Project description:Despite the success of antiretroviral therapy (ART), eradication of HIV-1 from brain reservoirs remains elusive. HIV-1 brain reservoirs include perivascular macrophages that are behind the blood-brain barrier and difficult to access by ART. Macrophages express transcription factor FOXO3a and the TNF superfamily cytokine TRAIL, which are known to target HIV-1-infected macrophages for viral inhibition. ONC201 is a novel and potent FOXO3a activator capable of inducing TRAIL. It can cross the blood-brain barrier, and has shown antitumor effects in clinical trials.

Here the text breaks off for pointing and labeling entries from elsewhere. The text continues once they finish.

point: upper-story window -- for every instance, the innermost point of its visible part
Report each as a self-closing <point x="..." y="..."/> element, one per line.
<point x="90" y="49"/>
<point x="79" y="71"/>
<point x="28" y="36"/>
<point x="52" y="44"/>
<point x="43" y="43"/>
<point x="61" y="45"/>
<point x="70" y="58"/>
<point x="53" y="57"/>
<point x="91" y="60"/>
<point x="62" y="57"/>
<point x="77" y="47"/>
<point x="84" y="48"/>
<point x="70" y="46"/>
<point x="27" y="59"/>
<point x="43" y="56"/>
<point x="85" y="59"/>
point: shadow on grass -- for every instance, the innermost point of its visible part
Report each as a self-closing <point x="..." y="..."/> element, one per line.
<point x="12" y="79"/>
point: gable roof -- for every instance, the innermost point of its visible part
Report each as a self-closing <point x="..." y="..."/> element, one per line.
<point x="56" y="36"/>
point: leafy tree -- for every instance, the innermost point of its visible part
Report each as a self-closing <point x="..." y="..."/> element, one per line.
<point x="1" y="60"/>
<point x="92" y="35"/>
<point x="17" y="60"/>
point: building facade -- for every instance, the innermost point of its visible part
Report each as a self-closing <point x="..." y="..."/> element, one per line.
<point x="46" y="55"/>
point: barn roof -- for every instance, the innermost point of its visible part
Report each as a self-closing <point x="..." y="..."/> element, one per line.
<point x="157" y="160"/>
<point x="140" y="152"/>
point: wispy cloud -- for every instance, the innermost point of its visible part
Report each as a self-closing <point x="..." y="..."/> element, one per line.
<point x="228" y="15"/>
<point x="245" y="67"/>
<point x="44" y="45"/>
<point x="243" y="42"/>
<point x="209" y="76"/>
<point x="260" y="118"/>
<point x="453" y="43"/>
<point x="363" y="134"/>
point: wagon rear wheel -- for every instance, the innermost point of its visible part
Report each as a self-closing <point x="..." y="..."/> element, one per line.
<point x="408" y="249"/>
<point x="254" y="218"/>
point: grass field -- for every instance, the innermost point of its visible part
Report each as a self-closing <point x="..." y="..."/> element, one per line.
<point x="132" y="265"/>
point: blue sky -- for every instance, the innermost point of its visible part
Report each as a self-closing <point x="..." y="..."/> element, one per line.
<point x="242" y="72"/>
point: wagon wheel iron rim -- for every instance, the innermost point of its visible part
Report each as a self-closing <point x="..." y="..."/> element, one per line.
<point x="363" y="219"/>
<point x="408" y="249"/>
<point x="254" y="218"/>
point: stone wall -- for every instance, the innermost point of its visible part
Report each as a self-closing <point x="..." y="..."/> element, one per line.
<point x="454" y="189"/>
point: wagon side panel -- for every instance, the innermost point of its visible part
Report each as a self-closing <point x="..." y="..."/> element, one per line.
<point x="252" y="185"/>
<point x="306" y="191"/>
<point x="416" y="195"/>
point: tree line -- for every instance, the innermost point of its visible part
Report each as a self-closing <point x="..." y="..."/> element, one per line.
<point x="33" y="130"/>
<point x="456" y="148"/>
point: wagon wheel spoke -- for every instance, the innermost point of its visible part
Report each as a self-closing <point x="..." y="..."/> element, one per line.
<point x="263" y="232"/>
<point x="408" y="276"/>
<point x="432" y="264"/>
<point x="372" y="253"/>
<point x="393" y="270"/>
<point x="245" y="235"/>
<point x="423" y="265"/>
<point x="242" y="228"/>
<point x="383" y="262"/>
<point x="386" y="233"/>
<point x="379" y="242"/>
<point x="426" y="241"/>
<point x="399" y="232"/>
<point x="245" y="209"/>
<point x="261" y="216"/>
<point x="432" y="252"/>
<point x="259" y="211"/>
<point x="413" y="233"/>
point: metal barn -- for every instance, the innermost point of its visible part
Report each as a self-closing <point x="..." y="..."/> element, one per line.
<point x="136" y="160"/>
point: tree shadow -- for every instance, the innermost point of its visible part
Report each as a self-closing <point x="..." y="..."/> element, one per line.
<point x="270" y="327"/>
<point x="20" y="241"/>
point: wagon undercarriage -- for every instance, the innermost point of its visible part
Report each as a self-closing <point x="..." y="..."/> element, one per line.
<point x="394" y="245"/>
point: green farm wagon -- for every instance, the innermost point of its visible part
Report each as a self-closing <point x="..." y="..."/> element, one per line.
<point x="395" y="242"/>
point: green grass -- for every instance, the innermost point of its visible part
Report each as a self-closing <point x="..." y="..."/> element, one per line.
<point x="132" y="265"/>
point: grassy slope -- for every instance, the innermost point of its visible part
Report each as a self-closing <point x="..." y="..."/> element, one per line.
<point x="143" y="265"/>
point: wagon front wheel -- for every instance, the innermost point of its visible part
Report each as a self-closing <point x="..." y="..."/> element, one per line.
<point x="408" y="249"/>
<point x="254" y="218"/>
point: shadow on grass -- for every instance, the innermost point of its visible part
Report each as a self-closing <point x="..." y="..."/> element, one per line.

We hypothesized that activation of FOXO3a/TRAIL by ONC201 will inhibit HIV-1 replication in macrophages. Using primary human monocyte-derived macrophages, we demonstrated that ONC201 dose-dependently decreased replication levels of both HIV-1 laboratory strain and primary strains as determined by HIV-1 reverse transcriptase activity assay. Consistent with data on HIV-1 replication, ONC201 also reduced intracellular and extracellular p24, viral RNA, and integrated HIV-1 DNA in infected macrophages. Blocking TRAIL or knockdown of FOXO3a with siRNA reversed ONC201-mediated HIV-1 suppression, suggesting that ONC201 inhibits HIV-1 through FOXO3a and TRAIL. The anti-HIV-1 effect of ONC201 was further validated in vivo in NOD/scid-IL-2Rgcnull mice. After intracranial injection of HIV-1-infected macrophages into the basal ganglia, we treated the mice daily with ONC201 through intraperitoneal injection for six days. ONC201 significantly decreased p24 levels in both the macrophages and the brain tissues, suggesting that ONC201 suppresses HIV-1 in vivo. Therefore, ONC201 can be a promising drug candidate to combat persistent HIV-1 infection in the brain.